Adults appear in April and some will fly as late as September.
"10-13 mm. Labial palpi golden white; face and head pale ochreous; antennae white ringed with dark brown; scape whitish; thorax and tegula pale golden. Forewings with veins R4 and R5 separate; metallic markings present, apical markings coarse. Forewing shining white with golden reflections, sometimes suffused with pale golden; an outwardly oblique, somewhat curved coppery-golden fascia from base of costa; another similarly colored on the middle of the wing is strongly furcate at costa, and a third inwardly oblique fascia at apical third, parallel with the outer fork of the second fascia, emits a lobe into the apical part of the wing, sometimes connecting with the coppery-golden apex. Hindwings dark gray. Legs brownish white, darker near intersegmental joints. Abdomen grayish fuscous (Forbes 1923: 345; Emmet et al 1996: 80). North American specimens are slightly larger than the European ones and the head and thorax have somewhat lighter color than in the European series" (Busck, 1907: 13).
This is the best known and easiest to distinguish Argyresthia species in Alberta. The golden markings on the forewing are much more prominent than those of A. pygmaeela and A. oreasella, the closest species.
Fully fed larva about 11 mm long. Head shining dark brown, cervical shield brown indistinctly marked with black; body green or pinkish ochreous. The larva overwinters in a shoot or male catkin until late March or April. Tenanted catkins are distorted and frass is ejected trough a hole in the side. In late March or April, the larva descends on a silken thread to pupate under bark, where many sometimes congregate. It may remain there several weeks before pupating. It is not known whether or not it feeds whilst under bark. Pupa is formed in a cocoon under the bark.

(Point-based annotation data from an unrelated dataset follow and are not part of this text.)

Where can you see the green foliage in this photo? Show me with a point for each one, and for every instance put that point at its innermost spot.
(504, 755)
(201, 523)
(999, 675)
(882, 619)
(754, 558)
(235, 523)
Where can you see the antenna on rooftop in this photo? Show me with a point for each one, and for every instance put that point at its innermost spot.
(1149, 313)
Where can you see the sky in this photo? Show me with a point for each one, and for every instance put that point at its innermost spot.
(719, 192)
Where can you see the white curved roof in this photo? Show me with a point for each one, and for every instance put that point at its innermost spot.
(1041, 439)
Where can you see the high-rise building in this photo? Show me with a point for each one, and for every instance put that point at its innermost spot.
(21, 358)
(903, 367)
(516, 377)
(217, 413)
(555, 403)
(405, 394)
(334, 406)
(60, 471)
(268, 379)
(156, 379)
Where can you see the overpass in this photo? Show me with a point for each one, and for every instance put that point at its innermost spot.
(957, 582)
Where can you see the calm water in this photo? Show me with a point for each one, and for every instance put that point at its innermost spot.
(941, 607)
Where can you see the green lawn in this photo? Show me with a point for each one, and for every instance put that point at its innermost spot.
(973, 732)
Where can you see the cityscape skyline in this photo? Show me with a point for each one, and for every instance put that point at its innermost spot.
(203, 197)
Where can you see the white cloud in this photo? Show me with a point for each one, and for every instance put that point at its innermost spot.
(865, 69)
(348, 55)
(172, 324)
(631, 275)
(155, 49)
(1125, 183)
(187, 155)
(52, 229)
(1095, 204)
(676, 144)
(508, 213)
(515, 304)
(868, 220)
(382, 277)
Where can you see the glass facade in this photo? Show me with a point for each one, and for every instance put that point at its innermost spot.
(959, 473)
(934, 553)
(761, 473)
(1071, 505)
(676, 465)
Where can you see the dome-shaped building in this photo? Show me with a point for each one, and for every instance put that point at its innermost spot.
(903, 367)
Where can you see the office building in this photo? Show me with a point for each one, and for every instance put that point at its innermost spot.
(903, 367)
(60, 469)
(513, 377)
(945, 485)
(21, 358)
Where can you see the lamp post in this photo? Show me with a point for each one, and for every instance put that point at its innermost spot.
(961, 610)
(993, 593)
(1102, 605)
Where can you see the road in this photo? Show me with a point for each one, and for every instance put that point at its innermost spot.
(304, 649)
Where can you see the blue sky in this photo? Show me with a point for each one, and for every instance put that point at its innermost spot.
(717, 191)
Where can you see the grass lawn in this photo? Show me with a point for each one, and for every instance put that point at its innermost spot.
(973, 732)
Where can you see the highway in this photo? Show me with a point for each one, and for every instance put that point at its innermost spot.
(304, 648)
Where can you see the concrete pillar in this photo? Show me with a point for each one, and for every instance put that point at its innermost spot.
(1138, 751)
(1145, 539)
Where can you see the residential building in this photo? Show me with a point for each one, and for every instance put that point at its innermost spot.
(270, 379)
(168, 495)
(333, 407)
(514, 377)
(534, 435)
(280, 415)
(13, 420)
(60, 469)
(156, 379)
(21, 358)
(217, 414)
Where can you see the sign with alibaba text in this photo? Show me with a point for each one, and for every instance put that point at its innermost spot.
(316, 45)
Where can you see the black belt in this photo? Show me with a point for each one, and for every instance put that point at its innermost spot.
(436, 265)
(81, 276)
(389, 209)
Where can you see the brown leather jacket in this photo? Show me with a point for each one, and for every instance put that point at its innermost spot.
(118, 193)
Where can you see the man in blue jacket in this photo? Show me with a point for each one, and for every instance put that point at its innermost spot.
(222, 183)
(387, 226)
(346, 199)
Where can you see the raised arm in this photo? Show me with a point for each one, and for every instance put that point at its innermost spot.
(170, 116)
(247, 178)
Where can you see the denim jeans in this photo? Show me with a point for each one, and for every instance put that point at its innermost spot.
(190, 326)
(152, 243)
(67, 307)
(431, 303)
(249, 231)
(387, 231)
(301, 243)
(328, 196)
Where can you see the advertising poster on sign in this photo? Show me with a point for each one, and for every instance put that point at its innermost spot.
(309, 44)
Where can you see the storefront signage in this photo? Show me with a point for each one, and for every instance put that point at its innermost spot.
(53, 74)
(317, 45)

The pupal stage lasts four to six weeks, in May-June. Adults usually appear in June and last until August, or occasionally September. There is a single generation per year. Adults can be beaten from birch or alder; they fly in afternoon sunshine and also come to light (Forbes 1923: 345; Emmet et al 1996: 80).
Not of concern.
The larva feeds on catkins and shoots of alder (Alnus glutinosa) and birch (Betula) (Busck, 1907: 13).
In North America it is reported from Michigan (Nielsen 1998: 7), Colorado and California, Center Harbor, New Hampshire, and Pecos in Mexico (Busck, 1907: 13). In Canada, it is recorded from British Columbia (Busck, 1907: 13), Alberta (Edmonton, Lac La Biche, Smith) and Saskatchewan (vic. Big River).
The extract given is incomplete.